The Mafia just pissed off the wrong ex-Green Beret.
After his father is blown up by a car bomb, Captain Slaughter (Jim Brown) single handily wipes out the Cleveland mob. Only one gangster, Dominic Hoffo (Rip Torn), escapes to South America. The Treasury Department (represented by Cameron Mitchell) sends Slaughter and two other agents (Don Gordon and Marlene Clark) after Hoffo. Along with being a ruthless gangster, Hoffo is a viscous racist and is convinced that he will be able to easily take care of Slaughter. Hoffo does not understand how much trouble he’s in. No one stops Slaughter.
Produced by American International Pictures, Slaughter is one of the classic blaxploitation films. While it may not have the political subtext of some of the best blaxploitation films, Slaughter is a fast and mean action film, directed in a no nonsense manner by B-movie veteran Jack Starrett. There is not a wasted moment to be found in Slaughter. It starts and ends with cars exploding and, in between, it doesn’t even stop to catch its breath.

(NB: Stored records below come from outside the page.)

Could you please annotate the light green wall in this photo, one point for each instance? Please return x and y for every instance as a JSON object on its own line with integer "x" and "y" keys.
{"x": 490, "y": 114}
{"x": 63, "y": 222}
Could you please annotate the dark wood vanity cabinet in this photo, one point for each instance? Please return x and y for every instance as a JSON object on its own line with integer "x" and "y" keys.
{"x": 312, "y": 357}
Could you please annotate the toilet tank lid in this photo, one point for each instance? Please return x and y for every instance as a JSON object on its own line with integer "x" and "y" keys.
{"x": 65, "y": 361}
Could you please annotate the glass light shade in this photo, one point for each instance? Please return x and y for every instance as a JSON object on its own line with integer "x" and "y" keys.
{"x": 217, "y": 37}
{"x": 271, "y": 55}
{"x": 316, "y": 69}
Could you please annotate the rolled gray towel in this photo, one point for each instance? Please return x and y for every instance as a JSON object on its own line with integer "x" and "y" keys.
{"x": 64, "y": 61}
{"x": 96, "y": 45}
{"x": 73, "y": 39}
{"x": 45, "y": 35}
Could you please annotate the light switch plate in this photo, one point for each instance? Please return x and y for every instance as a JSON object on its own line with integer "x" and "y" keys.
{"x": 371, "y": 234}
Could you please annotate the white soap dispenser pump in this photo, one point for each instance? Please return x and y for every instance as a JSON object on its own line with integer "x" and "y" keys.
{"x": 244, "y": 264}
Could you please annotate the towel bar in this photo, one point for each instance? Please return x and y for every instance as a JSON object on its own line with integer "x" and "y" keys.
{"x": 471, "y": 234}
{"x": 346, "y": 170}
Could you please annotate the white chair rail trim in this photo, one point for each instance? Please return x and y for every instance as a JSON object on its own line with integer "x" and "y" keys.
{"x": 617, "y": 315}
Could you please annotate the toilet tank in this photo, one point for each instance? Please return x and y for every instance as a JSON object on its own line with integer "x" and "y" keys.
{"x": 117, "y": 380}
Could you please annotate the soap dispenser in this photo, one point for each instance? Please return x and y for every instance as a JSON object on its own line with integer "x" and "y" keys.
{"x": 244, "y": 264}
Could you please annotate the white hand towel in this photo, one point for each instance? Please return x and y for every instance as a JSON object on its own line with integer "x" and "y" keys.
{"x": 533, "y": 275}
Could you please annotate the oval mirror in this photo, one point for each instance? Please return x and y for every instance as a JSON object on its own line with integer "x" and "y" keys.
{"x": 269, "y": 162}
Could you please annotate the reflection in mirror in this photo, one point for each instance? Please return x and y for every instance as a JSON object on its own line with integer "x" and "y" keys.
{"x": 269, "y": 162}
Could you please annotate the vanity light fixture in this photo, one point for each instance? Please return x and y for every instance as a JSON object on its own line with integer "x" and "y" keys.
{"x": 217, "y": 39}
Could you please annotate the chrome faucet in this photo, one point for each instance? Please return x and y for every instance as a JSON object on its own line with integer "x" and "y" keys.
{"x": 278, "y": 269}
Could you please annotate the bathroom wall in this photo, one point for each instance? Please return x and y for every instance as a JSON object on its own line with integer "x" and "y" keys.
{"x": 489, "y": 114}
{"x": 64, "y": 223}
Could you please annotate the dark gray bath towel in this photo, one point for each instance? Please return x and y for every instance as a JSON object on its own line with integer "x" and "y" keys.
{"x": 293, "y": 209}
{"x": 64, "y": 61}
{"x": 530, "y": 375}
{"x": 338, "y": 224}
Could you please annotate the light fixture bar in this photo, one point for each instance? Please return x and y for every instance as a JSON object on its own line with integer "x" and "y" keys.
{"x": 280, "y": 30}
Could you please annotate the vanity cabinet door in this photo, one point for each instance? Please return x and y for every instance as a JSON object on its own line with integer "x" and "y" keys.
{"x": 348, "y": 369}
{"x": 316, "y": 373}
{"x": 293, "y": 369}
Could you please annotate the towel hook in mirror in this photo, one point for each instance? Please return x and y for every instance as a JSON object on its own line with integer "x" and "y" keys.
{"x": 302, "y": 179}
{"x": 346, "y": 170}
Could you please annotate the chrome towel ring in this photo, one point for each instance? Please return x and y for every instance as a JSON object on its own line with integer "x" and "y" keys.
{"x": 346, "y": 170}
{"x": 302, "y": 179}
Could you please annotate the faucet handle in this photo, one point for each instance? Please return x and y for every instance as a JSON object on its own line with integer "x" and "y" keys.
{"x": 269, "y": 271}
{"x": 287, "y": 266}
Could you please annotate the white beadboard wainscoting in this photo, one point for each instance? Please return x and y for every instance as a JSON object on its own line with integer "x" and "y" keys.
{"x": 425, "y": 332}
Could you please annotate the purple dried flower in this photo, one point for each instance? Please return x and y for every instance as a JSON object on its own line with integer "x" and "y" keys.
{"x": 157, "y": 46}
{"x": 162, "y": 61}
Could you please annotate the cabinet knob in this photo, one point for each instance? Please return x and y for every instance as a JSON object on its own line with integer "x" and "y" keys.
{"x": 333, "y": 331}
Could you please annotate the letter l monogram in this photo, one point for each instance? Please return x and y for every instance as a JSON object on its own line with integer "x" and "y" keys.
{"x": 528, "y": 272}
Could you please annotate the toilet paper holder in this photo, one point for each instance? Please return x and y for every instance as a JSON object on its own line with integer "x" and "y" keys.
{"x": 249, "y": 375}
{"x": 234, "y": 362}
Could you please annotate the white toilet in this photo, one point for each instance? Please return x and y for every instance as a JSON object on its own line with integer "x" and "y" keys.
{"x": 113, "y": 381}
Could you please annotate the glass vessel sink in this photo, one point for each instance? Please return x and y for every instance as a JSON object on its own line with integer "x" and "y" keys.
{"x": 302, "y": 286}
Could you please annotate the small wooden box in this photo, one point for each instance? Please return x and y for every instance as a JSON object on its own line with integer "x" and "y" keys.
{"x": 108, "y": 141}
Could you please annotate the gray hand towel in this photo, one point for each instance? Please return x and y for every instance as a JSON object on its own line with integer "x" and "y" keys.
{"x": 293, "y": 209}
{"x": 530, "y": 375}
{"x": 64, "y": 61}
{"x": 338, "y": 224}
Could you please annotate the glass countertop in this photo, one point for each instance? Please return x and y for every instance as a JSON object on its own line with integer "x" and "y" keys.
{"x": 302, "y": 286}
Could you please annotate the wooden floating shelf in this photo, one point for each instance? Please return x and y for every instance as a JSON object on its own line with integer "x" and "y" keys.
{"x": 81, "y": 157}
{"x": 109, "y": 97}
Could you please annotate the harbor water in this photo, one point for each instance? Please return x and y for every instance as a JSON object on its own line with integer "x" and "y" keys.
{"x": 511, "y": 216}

In the 1970s, Richard Roundtree was John Shaft, Ron O’Neal was Superfly, Jim Kelly was Black Belt Jones, Fred Williamson was Black Caesar, and Jim Brown was Slaughter. Whatever skills Jim Brown lacked as an actor, he made up for with sheer presence. He commanded the screen. Whether he was playing football on television or beating down the Mafia in the movies, no one could stop Jim Brown. Slaughter is Brown at his toughest. Rip Torn is the perfect villain, screaming out racial slurs even when Slaughter has him trapped in an overturned car. Jim Brown has said that, of all the films he has made, Slaughter is one of his three favorites. (The other two were The Dirty Dozen and Mars Attacks!)
Slaughter‘s cool factor is increased by the presence of Stella Stevens, playing the role of Ann, Hoffo’s mistress. It only takes one night with Slaughter for Ann to switch sides. Nothing stops Slaughter.